Джозеф Антон. Мемуары (страница 7)

Страница 7

Красное кресло было продано в 1965 году. Девять с половиной лет спустя, в октябре 1974-го, в дни предвыборной кампании он включил телевизор и ухватил самый конец выступления кандидата от крайне правого, расистского, фашистского, оголтело антииммигрантского Британского национального фронта. Титры на экране сообщали, что кандидата зовут Энтони Рид-Герберт. “Бред Герберт! – воскликнул он, пронзенный ужасной догадкой. – Боже мой, я породил нациста! ” В голове у него мгновенно сложилась стройная картинка: Бред Герберт, которого раскрутил на деньги коварный черножопый безбожник, через все свое изъязвленное отрочество к еще более изъязвленной зрелости пронес нежно лелеемую ненависть и сделался политиком-расистом, дабы отыграться на всех черножопых вне зависимости от того, пытаются те или не пытаются впарить кому-нибудь свое красное кресло. (Но точно ли это был то самый Бред Герберт? А вдруг их на свете двое?
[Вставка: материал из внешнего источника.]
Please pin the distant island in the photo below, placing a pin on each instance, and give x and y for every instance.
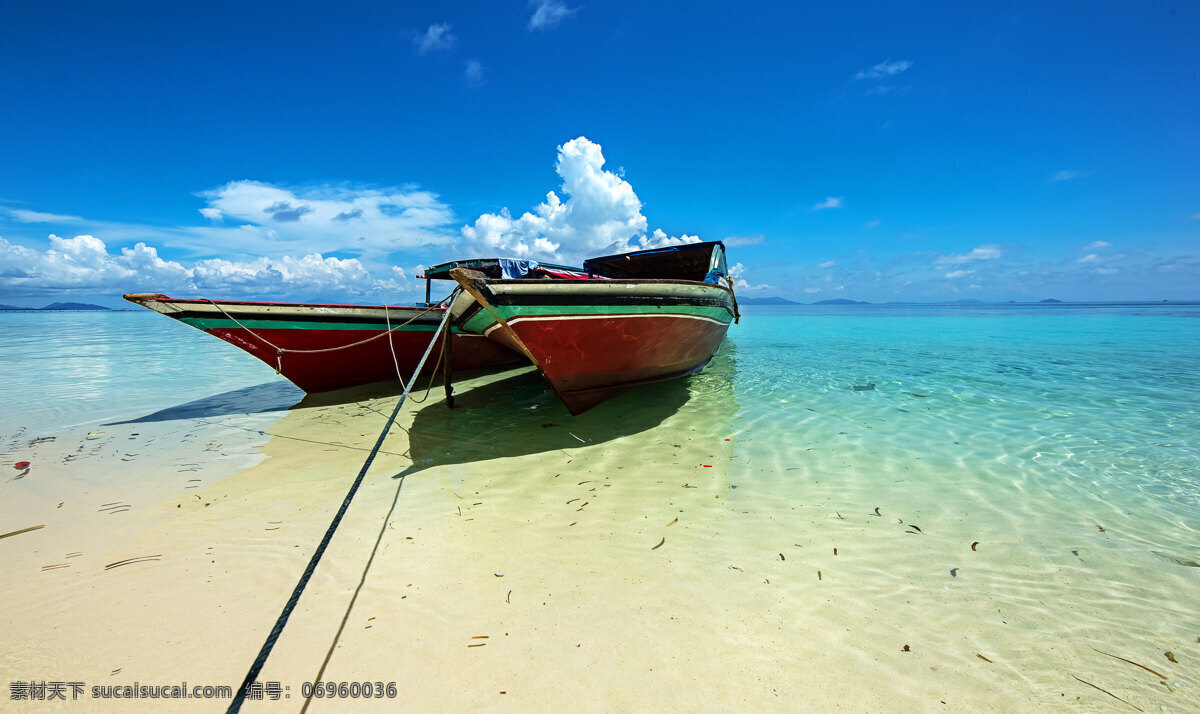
(58, 306)
(767, 301)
Нет, наверняка это и есть малютка П. Э. Ф., вряд ли кто еще.) На парламентских выборах 1977 года в избирательном округе Восточного Лестера за Бреда Герберта проголосовали 6 процентов пришедших на участки, 2967 человек. В августе 1977-го он баллотировался на довыборах в округе Ледивуд Бирмингема и показал третий результат, опередив кандидата от Либеральной партии. После этого, к счастью, на общенациональной политической сцене он больше замечен не был.

Меа culpa, думал продавец красного кресла. Меа maxima culpa[19]. Правдивое повествование о его школьных годах немыслимо без изрядной доли одиночества и, чуть меньшей, – тоски. Но столь же неизбежно на его образ ложится пятно потаенного неизгладимого преступления.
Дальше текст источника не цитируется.